In Leatherman v. Tarrant County Narcotics Unit, 507 U.S. 163 (1993), the United States Supreme Court held that it was improper to apply heightened pleading standards to § 1983 actions. The Court noted that a § 1983 complaint need only comply "with the liberal system of 'notice pleading' set up by the Federal Rules." Id at 167.
Under even the most liberal construction, Plaintiff's Amended Complaint (Doc. 29) is in clear violation of Rule 8. It does not give any properly named Defendant fair notice of what Plaintiff's claims against him are and the grounds upon which they rest. Even taking into account the fact that Plaintiff is proceeding pro se, his Amended Complaint is not in conformity with Rule 8 of the Federal Rules of Civil Procedure. It certainly does not set forth in brief, concise, and understandable terms the personal conduct of each Defendant about which Plaintiff is complaining.

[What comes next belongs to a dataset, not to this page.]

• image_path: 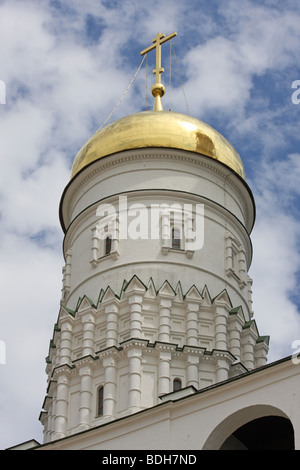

Accordingly, Plaintiff will be directed to file a Second Amended Complaint.
Plaintiff is also reminded that his second "amended complaint must be complete in all respects. It must be a new pleading which stands by itself as an adequate complaint without reference to the complaint already filed." Young v. Keohane, 809 F. Supp. 1185, 1198 (M.D. Pa. 1992). Additionally, it must establish the existence of actions by the Defendants which have resulted in constitutional deprivations. E.g, Rizzo v. Goode, 423 U.S. 362, 370-73 (1976). It should specify which actions are alleged as to which Defendants. Plaintiff's Second Amended Complaint must be "simple, concise, and direct" as required by the Rules of Civil Procedure. See, Fed.R.Civ.P. 8(e)(1). If Plaintiff fails, within the applicable time period, to file his Second Amended Complaint adhering to the standards set forth above, it will be recommended that his action be dismissed.
AND NOW, this 18th day of November, 2009, IT IS HEREBY ORDERED THAT:
1. Plaintiff shall file a Second Amended Complaint with respect to his First Amendment claims within fifteen (15) days of the date of this Order.
2. The Second Amended Complaint shall properly allege claims under 28 U.S.C. § 1331 as specified above.
3. The Second Amended Complaint shall be filed to the same docket number as the instant action and shall be entitled "Second Amended Complaint."
4. The Second Amended Complaint shall be complete in all respects. It shall be a new pleading which stands by itself as an adequate complaint without reference to the complaint already filed. The Second Amended Complaint shall also be "simple, concise, and direct", as required by the Rules of Civil Procedure. Fed.R.Civ.P. 8(e)(1).
5. Plaintiff's failure to timely file his Second Amended Complaint will result in a recommendation that this action be dismissed for failure of the Plaintiff to abide by a Court Order and to prosecute his action.
After Plaintiff's Second Amended Complaint is screened by the Court, we will direct service of this pleading on the remaining Defendants, and we will direct Defendants to respond to Plaintiff's Motion for Reconsideration of the Court's Order denying his injunction requests.